All candidates must meet the following minimum requirements in order to be considered for this opportunity. Candidates who exceed minimum qualifications may be considered for a higher level position.
• Bachelor's degree in life/physical sciences or nursing.
• Ability to assess the inherent risks of a situation, their potential impact on a project and based on this information, independently make timely decisions.
• Ability to prioritize, organize, plan and follow-through with multiple projects.
• Strong communication and interpersonal skills.

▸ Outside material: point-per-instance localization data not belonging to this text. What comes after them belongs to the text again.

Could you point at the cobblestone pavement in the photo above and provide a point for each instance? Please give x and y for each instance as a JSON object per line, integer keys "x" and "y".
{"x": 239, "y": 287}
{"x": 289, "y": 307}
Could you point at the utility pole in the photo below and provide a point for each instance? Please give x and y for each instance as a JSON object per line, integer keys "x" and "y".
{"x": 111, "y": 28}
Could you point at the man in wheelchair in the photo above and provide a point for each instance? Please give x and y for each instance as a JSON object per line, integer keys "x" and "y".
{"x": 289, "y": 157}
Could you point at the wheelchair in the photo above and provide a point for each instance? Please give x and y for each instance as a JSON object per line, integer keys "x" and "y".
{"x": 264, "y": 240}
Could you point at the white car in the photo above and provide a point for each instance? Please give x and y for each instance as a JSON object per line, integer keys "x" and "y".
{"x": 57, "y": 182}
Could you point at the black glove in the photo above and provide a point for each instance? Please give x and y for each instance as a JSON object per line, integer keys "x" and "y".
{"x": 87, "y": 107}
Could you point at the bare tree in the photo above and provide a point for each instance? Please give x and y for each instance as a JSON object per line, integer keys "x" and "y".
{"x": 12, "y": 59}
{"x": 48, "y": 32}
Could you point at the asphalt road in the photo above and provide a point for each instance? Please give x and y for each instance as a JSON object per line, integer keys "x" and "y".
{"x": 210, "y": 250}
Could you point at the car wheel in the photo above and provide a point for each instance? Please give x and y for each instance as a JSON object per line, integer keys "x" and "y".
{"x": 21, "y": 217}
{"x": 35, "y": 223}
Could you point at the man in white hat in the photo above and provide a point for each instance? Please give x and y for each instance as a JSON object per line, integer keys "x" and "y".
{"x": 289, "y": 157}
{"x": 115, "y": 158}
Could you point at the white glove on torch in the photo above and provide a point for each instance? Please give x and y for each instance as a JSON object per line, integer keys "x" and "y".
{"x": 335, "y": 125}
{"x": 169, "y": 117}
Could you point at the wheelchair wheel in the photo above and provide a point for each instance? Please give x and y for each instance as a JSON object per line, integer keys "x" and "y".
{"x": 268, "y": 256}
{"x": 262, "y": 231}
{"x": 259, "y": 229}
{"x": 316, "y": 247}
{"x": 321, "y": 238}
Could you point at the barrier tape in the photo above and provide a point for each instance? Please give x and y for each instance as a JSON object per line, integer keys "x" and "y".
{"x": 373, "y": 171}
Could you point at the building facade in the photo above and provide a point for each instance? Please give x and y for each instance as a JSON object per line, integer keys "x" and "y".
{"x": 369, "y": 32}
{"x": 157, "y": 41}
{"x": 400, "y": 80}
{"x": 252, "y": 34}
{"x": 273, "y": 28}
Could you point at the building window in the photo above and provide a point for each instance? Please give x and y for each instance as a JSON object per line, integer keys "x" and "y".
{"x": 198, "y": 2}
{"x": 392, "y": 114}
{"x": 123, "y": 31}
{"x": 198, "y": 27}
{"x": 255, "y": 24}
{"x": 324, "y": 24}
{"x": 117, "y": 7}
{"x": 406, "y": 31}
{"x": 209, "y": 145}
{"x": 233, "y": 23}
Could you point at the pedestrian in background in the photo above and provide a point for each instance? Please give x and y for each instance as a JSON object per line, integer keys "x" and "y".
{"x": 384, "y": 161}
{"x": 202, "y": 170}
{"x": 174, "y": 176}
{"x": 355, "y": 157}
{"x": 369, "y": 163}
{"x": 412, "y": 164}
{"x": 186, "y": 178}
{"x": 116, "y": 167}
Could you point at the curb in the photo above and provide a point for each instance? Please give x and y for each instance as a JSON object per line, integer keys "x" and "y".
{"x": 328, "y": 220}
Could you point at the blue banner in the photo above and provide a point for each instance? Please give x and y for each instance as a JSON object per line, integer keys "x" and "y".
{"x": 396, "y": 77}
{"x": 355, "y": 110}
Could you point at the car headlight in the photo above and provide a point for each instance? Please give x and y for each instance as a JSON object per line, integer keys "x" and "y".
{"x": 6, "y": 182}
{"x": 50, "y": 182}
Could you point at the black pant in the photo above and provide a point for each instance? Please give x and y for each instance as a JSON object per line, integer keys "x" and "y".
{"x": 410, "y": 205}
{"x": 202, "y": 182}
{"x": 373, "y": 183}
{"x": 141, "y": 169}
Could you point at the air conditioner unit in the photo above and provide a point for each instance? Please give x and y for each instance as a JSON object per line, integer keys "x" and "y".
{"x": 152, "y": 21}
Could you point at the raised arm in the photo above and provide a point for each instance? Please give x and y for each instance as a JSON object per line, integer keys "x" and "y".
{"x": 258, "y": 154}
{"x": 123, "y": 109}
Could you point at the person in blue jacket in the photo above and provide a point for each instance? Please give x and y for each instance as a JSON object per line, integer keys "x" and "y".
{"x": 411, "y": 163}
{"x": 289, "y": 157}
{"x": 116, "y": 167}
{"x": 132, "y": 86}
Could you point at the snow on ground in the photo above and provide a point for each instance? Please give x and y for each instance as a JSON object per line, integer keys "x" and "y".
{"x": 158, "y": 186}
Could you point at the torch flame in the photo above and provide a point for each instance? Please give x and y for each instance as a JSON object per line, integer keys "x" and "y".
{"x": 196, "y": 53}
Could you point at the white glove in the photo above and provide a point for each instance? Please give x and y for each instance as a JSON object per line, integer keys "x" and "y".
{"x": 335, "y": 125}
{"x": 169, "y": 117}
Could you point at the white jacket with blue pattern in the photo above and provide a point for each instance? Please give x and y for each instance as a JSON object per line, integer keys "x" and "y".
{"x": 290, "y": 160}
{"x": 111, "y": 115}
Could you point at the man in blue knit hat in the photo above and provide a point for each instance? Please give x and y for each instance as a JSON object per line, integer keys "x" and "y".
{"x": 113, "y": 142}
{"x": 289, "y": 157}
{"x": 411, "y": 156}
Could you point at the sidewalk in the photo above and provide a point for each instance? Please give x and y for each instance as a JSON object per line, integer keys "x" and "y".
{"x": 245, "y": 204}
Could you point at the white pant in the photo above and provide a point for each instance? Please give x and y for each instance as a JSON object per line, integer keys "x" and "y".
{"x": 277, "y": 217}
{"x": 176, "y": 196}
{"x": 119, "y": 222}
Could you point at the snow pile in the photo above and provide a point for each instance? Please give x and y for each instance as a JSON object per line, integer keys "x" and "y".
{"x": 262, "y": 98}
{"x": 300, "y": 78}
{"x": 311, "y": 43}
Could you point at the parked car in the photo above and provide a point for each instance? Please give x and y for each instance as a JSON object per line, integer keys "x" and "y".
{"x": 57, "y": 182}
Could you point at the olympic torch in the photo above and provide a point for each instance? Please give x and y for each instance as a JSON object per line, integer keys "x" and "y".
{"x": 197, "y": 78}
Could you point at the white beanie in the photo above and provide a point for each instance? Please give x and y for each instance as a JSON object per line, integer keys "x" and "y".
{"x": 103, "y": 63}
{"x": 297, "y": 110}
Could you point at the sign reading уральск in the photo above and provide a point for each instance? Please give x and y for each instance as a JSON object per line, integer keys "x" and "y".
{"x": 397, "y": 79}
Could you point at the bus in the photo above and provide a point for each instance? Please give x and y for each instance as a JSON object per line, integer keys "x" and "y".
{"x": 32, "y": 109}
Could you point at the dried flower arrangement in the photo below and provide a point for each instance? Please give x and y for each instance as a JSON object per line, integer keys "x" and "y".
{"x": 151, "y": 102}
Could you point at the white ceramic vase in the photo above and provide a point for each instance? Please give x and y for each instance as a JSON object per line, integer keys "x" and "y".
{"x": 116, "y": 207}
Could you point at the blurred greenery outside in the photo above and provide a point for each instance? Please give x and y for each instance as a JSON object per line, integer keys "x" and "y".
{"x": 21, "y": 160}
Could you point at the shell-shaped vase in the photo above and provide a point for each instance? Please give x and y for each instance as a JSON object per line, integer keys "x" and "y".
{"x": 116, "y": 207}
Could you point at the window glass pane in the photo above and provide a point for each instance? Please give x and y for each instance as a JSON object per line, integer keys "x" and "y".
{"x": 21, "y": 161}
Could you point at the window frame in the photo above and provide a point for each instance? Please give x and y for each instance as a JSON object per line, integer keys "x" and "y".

• Working knowledge and experience with Word, PowerPoint, and Excel.
• Ability to travel minimum of 20%.
INDUSTRY REQUIRED QUALIFICATIONS
• Minimum of five years of clinical research experience.
• Previous trial management or project management experience at a sponsor or CRO.
• Pervious experience with registrational oncology trials
• Phase 1-3 oncology clinical trial experience
• Strong GCP and regulatory knowledge including FDA and ICH regulations.